Choosing an IBM watsonx.ai installation mode
Installation modes
- Full service
- Installs the full IBM watsonx.ai service, which is a studio of integrated tools for experimenting, building, tuning, and evaluating generative AI solutions securely.
- Lightweight engine
- Installs the watsonx.ai lightweight engine, which is a service for inferencing foundation models programmatically.
Architecture comparison
- Load balancer: 1
- Control plane nodes: 3
- Worker nodes: At least 3 plus any nodes that are required to host installed large language models, where each worker node has a minimum of 8 CPU cores. The number of required extra nodes is sized per foundation model.

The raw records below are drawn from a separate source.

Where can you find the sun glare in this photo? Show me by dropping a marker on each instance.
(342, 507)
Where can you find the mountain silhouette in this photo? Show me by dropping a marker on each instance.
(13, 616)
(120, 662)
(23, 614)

The following diagram describes the components that comprise the full IBM
watsonx.ai
service versus the watsonx.ai lightweight engine.
- Red Hat® OpenShift® AI platform layer that supports hosting and inferencing AI models.
- Cloud Pak for Data platform which provides capabilities such as a command-line installer, auditing, licensing, logging, and more.
- Generative AI APIs for inferencing foundation models and vectoring text programmatically.
- AI Guardrails for filtering personally-identifiable information and hate, abuse, and profanity.
- Common core services that help you manage your work and data with projects, deployment spaces, job management, and more.
- Generative AI tools such as the Prompt Lab and Tuning Studio.
- Watson Studio and Watson Machine Learning services for tuning and deploying foundation models, deploying prompt templates, building and running Python notebooks, and more.
- Integration with IBM watsonx.governance.
Feature comparison
Feature | Full IBM watsonx.ai service | watsonx.ai lightweight engine |
---|---|---|
Prompt Lab for prompting foundation models and creating prompt templates | ✓ | |
Tuning Studio for prompt tuning foundation models | ✓ | |
Foundation model hosting | ✓ | ✓ |
Foundation model inferencing with the text generation API | ✓ | ✓ |
Apply the hate, abuse, and profanity (HAP) filter to inference requests with AI guardrails | ✓ | ✓ |
Custom foundation model inferencing with the text generation API | ✓ | ✓ |
Vectorizing text with the text embeddings API | ✓ | ✓ |
Cloud Pak Platform UI | ✓ | ✓ |
Foundational services (licensing, auditing, and logging) | ✓ | ✓ |
Command-line installer, backup and restore, user authentication | ✓ | ✓ |
Common core services (projects, deployment spaces) | ✓ | |
Access control | ✓ | |
Use Python SDK and sample Python notebooks | ✓ | ✓ |
Watson Studio, including Runtime, and Watson Machine Learning resources | ✓ | |
Compatible with data science and machine learning tools that are installed separately | ✓ | |
Evaluate and track prompt templates with IBM watsonx.governance | ✓ | ✓ |
What to do next
Install the full IBM watsonx.ai service to experiment, build, tune, and test your generative AI solution. When you're ready to deploy one or more dedicated foundation or embedding models for use by your enterprise, install the watsonx.ai lightweight engine to power your solution. Install the watsonx.ai lightweight engine to host and inference AI models from an on-premises installation with a smaller footprint.
The steps that you follow to install both modes are the same with one exception. For lightweight
engine mode, you specify an extra installation option. You set the lite_install
property to true
when you run the installation command. For details, see Installing IBM watsonx.ai.